Triple-negative breast cancer (TNBC) is an extremely aggressive and heterogeneous disease. It accounts for 15-20 percent of all diagnosed breast cancers, and affects young women, particularly African Americans and women with germline BRCA mutations. Although chemotherapy is effective therapy against TNBC, only 35-40 percent of patients respond to chemotherapy before surgery and the majority progress to metastatic disease within three years after diagnosis. There are few targeted therapies for TNBC, making the development of novel and personalized therapies an urgent need. The discovery that the composition of the gut and tumor microbiome, which consist of tens of trillions of bacteria, can influence whether or not a patient responds to chemotherapy prompted Dr. Feinman and her colleagues to ask if certain types of gut and tumor bacteria increase the efficacy of neoadjuvant chemotherapy by re-activating the patient's immune system. They aim to identify novel microbiota-associated biomarkers that predict poor outcome—this could lead to the development of personalized microbial-based therapies that harness the immune system of TNBC patients to effectively defeat this disease.
Dr. Feinman and her team have assessed baseline compositions of the gut microbiome in tumor biopsies from patients with TNBC prior to and after treatment with standard of care neoadjuvant chemotherapy (NAC). Analysis reveals that the composition of the microbiome is predictive of treatment outcome in these patients. Preliminary results showed that the pre-existing composition of immune cells in the tumor microenvironment also influences patient response to NAC. They continue to enroll patients at multiple participating clinical sites.
Ongoing analyses of gut and tumor bacteria will determine correlations with patient immune response and outcome. In addition, Dr. Feinman and her team designed a staining method to visualize and the spatial distribution of cells in the tumor microenvironment. They will employ this method to characterize the density and spatial relationship between TNBC tumor cells and specific immune cells. Results may provide a novel way to predict outcomes for patients with this aggressive breast cancer.

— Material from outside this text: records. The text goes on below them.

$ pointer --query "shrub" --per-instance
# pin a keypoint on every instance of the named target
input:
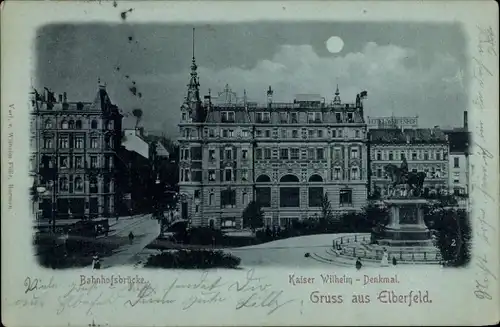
(195, 259)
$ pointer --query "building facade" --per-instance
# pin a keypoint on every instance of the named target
(74, 146)
(425, 150)
(283, 155)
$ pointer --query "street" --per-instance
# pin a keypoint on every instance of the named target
(145, 231)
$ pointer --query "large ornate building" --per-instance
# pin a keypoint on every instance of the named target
(425, 150)
(284, 155)
(74, 147)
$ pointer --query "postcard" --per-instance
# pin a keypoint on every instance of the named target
(247, 163)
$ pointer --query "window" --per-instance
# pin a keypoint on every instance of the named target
(64, 142)
(228, 198)
(244, 175)
(211, 175)
(78, 184)
(310, 154)
(354, 173)
(263, 117)
(258, 154)
(283, 153)
(289, 197)
(47, 143)
(93, 162)
(314, 117)
(93, 143)
(336, 173)
(93, 185)
(63, 160)
(267, 153)
(283, 117)
(345, 198)
(319, 154)
(227, 116)
(79, 142)
(228, 174)
(315, 196)
(64, 184)
(263, 196)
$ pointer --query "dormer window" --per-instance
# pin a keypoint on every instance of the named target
(263, 117)
(314, 117)
(227, 116)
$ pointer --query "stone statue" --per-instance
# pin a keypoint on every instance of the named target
(401, 176)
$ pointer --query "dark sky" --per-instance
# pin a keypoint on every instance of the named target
(407, 69)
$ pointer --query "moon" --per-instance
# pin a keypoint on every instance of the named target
(334, 44)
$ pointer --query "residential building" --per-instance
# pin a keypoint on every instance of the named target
(286, 156)
(425, 150)
(74, 150)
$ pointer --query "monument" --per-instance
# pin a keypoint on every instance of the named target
(406, 225)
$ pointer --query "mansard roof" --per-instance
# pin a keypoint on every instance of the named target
(418, 135)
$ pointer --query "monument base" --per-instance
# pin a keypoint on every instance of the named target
(407, 226)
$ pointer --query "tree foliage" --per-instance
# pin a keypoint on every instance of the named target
(253, 216)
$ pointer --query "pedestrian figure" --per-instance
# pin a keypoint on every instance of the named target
(96, 263)
(358, 263)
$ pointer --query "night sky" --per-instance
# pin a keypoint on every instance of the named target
(407, 68)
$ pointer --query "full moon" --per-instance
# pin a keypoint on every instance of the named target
(334, 44)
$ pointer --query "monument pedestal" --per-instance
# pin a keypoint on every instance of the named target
(406, 226)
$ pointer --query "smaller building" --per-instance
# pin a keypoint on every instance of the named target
(425, 150)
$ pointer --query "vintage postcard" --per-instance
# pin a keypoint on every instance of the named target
(246, 163)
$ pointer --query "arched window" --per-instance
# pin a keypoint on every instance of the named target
(263, 179)
(64, 184)
(78, 184)
(315, 178)
(289, 179)
(64, 124)
(48, 124)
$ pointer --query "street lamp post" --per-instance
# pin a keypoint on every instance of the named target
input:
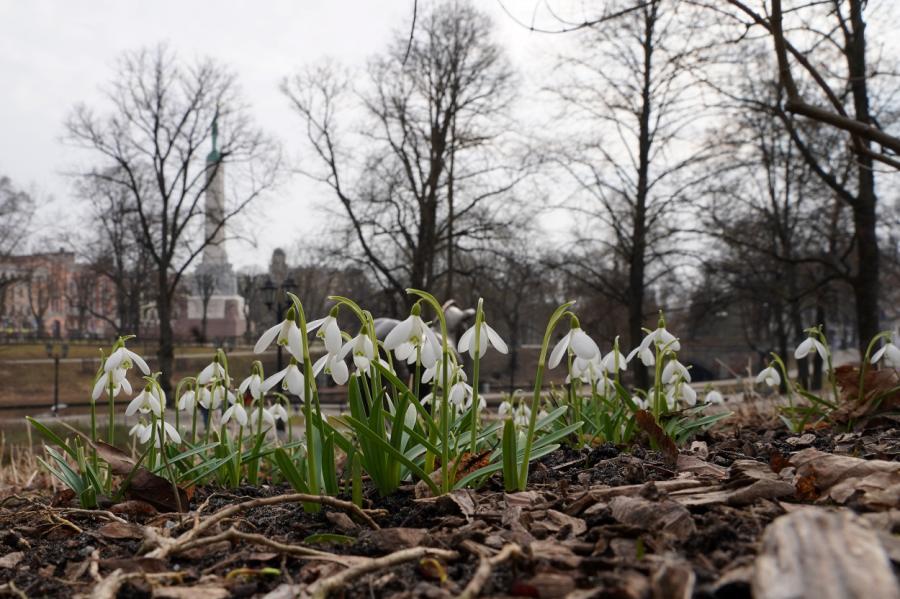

Rena Feinman, PhD is an Associate Scientist in the Department of Research and Member of the John Theurer Cancer Center at Hackensack University Medical Center. She received her PhD in the Department of Microbiology at the New York University School of Medicine and pursued her postdoctoral fellowship at Memorial Sloan Kettering Cancer Center.
While on faculty at the Myeloma Institute for Research and Therapy in Little Rock, Arkansas, Dr. Feinman’s laboratory identified NFkappaB, a master regulator of immune and inflammatory responses, as a therapeutic target and predictive factor in clinical response to dexamethasone and immunomodulatory-based therapies in multiple myeloma patients.
Until 2013, Dr. Feinman was an Assistant and Associate Professor of Surgery at Rutgers-New Jersey Medical School. Her research investigated how hypoxia-inducible factors (HIF) and toll-like receptor signaling triggered intestinal inflammation during shock and critical illness led to the development of systemic inflammatory response syndrome and multiple organ failure.
Dr Feinman’s current research examines the influence of the gut microbiome in modulating anti-tumor immune responses in high-risk multiple myeloma. In collaboration with Dr. Leslie Montgomery, Dr. Feinman is working to identify novel gut flora-associated biomarkers that predict response to chemotherapy, disease-free survival, and overall survival in newly diagnosed TNBC patients.